Yasuhiro looked at Sakaki questioningly, who spread her hands.

"Jeez, Andrea!" Tomo yelled, suddenly less than a pace behind her. "What did you _do _to her, huh?"

In truth, all Sakaki did was glance at the Wildcat Idiot, but from her lofty height, with her dark eyes and customarily dire expression, this glance struck with apocalyptic force. Tomo skittered away like a leaf and continued to taunt her from a safe distance. Well, safe from _Sakaki_, anyway…

"Next time why don't--!"

_Whap!_ "Tomo, would you shut up already?" Yomi snapped.

"Well, sor-ee for trying to inject a little life into She-zilla over there…"

* * *

None of her friends saw Chiyo's apology and reconciliation. It was probably a good thing, as this was a profoundly awkward experience for her. After all, how often did such a gentle, polite girl find herself in the position of (passive) aggressor? They spoke in private for some time, and when Chiyo-chan returned to her friends, she was teary-eyed but relieved and happy.

It was twenty minutes or so later that Yasuhiro came to them with a proposition.

"You see, building Mechagodzilla pushed us to the edge of bankruptcy, believe it or not. _Re_building him, in spite of the help we're getting from the government, could ruin us.
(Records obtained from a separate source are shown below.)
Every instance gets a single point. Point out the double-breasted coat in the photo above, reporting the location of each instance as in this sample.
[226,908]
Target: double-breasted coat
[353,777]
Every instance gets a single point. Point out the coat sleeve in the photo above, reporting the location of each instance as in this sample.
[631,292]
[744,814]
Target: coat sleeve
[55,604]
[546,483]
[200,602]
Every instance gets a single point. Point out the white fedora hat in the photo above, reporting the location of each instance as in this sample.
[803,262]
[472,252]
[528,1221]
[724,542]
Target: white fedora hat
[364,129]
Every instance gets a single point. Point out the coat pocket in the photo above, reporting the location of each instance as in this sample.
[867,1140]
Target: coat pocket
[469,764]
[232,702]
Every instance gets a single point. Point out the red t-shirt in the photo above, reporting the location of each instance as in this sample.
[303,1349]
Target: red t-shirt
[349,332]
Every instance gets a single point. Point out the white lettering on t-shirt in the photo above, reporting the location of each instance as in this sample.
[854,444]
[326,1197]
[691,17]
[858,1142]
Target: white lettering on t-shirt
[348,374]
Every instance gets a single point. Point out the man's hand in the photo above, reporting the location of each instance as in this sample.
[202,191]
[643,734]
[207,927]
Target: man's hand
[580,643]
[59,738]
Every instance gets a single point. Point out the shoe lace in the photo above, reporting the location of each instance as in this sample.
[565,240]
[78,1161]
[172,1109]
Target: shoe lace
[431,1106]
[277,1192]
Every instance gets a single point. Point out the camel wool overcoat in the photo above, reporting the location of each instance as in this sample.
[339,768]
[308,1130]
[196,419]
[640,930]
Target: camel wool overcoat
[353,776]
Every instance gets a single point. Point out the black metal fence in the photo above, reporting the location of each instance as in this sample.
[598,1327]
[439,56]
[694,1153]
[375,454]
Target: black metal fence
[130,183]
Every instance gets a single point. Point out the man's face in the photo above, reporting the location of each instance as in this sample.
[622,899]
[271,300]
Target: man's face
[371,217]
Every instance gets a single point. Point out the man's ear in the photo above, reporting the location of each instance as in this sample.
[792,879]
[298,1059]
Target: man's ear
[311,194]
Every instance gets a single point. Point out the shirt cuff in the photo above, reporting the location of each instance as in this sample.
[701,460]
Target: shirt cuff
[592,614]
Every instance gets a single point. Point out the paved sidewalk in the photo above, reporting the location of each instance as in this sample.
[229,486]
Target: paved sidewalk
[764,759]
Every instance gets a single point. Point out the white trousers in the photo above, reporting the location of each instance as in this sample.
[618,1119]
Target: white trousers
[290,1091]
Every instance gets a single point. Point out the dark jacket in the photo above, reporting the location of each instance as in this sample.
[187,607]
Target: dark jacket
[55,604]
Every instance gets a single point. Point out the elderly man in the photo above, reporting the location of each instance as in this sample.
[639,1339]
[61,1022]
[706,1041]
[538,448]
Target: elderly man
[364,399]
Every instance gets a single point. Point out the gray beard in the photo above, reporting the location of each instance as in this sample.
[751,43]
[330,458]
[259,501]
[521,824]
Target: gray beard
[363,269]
Some of my employees decided that to help ends meet, we could start giving paid tours of Mechagodzilla's silo."

"Sounds boring," Tomo said frankly. Yomi moved to preemptively clap a hand over her mouth if she started going, "Boring! Booooring!" but fortunately she didn't think to.

"Well, that's what I said, but they reminded me that a lot of kids are into dinosaurs and a lot of others are into giant robots, and he's both. One of the technicians volunteered to conduct it, too; he said that he's good with youngsters and had a few ideas to keep it entertaining…" Yasuhiro paused. "You know, he was kind of smirking when he said it. I hope he doesn't plan to pull a prank on the group or something."
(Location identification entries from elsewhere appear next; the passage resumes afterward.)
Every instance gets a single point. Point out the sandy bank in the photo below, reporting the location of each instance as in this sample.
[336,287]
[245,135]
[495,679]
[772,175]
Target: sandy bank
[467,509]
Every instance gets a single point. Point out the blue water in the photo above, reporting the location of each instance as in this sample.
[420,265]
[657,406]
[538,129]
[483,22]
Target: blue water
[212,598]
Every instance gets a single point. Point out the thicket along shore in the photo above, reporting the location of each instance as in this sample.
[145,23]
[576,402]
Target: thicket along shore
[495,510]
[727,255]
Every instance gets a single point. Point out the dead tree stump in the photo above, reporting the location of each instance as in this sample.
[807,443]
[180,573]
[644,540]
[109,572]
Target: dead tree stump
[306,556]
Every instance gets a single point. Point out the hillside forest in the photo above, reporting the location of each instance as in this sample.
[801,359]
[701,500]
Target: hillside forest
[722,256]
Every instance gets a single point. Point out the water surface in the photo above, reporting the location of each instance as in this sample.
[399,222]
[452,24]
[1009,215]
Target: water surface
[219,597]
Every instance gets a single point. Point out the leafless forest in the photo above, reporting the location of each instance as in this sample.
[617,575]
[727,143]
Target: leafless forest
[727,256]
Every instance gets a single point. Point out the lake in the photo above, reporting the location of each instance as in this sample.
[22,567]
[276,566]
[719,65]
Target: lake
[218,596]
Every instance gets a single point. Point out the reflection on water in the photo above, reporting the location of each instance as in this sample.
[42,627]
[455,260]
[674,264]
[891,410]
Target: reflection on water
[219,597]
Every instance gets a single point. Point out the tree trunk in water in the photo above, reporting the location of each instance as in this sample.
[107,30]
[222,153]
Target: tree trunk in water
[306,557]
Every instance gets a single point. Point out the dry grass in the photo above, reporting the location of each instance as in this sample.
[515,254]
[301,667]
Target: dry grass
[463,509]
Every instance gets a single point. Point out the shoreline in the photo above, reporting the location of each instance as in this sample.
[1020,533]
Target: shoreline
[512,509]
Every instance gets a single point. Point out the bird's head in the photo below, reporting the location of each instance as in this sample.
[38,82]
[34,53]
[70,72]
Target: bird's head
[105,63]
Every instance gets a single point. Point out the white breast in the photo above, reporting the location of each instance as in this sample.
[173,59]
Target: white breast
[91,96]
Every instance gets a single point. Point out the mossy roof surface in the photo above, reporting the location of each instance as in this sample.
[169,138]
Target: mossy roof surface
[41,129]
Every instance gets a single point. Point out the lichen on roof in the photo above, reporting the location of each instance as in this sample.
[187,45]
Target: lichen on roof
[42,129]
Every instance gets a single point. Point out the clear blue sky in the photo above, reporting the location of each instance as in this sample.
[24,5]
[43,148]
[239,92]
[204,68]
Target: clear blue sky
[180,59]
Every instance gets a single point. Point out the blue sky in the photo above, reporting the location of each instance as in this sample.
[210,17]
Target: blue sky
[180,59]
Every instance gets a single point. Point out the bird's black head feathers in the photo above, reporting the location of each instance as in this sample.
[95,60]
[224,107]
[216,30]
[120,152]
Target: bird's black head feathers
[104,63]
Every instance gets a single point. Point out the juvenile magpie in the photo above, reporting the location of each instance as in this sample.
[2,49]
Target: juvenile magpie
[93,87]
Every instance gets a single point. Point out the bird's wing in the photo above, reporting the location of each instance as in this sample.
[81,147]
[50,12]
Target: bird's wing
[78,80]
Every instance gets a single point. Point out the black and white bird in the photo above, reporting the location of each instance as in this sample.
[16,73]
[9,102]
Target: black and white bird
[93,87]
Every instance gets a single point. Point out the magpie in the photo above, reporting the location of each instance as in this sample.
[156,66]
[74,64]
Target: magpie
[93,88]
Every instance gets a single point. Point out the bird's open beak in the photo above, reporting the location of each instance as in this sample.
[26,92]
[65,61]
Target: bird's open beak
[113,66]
"But isn't all that classified?" Yomi asked.

"Not anymore. The stupid news networks haven't been showing anything but Mechagodzilla since we used him 'round Okinawa."
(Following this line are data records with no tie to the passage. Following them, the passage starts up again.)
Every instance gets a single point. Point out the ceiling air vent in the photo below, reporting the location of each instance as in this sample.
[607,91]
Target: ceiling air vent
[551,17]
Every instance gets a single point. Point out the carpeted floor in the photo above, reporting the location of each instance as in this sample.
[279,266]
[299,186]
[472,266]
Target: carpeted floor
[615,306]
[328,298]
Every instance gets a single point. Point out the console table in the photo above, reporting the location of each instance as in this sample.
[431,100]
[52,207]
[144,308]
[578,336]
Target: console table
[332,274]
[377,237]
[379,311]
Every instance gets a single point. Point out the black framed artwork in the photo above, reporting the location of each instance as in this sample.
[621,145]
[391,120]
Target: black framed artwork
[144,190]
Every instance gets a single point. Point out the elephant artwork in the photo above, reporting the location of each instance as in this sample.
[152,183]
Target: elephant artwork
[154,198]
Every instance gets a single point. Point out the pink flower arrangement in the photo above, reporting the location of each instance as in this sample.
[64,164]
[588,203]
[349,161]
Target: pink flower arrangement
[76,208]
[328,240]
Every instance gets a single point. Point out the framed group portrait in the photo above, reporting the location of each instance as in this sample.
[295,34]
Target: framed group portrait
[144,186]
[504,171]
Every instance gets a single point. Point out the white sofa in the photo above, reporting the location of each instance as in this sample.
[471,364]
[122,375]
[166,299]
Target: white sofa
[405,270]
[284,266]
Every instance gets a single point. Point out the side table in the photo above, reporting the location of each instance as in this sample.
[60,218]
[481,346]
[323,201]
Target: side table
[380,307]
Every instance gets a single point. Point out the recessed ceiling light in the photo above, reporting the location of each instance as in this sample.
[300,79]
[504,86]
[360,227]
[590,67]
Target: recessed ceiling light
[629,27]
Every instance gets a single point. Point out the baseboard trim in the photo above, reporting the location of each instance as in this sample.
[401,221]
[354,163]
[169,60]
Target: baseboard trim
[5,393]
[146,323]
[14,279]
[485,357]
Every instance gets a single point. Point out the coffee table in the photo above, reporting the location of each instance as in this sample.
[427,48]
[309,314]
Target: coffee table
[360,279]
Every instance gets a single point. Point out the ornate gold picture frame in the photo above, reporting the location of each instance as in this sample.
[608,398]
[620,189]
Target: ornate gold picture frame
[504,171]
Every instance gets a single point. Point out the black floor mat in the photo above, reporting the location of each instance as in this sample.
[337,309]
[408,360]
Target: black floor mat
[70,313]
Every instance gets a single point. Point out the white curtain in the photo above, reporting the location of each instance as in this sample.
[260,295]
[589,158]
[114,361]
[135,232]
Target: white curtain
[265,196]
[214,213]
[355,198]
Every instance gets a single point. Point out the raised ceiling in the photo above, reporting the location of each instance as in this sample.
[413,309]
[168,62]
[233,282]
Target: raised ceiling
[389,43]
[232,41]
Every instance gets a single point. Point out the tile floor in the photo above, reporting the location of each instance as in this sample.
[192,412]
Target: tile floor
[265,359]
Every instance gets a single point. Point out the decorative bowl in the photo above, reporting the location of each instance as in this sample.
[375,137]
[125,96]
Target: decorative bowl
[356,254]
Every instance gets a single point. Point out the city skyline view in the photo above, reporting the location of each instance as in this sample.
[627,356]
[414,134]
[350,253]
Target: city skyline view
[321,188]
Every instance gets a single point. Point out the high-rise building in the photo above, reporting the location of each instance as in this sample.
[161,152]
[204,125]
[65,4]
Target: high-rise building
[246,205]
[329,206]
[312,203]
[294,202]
"So you want us to try it out, then?" Kagura seemed amenable enough.

"Only if you want to," he assured them. "I was going to go through the normal market research bit, but I happened to notice that you were all here. What do you say?"

"It seems interesting to me," Chiyo offered.

"I have to admit," Yomi added, "I'm a little curious to see how it works."

"Me, too." Sandra was unable to keep suspicion out of her voice. Yasuhiro chuckled at her reaction. "Don't worry," he assured her, "We haven't been stealing secrets from your country." She swallowed her gum in panic before realizing that he thought she was from America. "Aheh…"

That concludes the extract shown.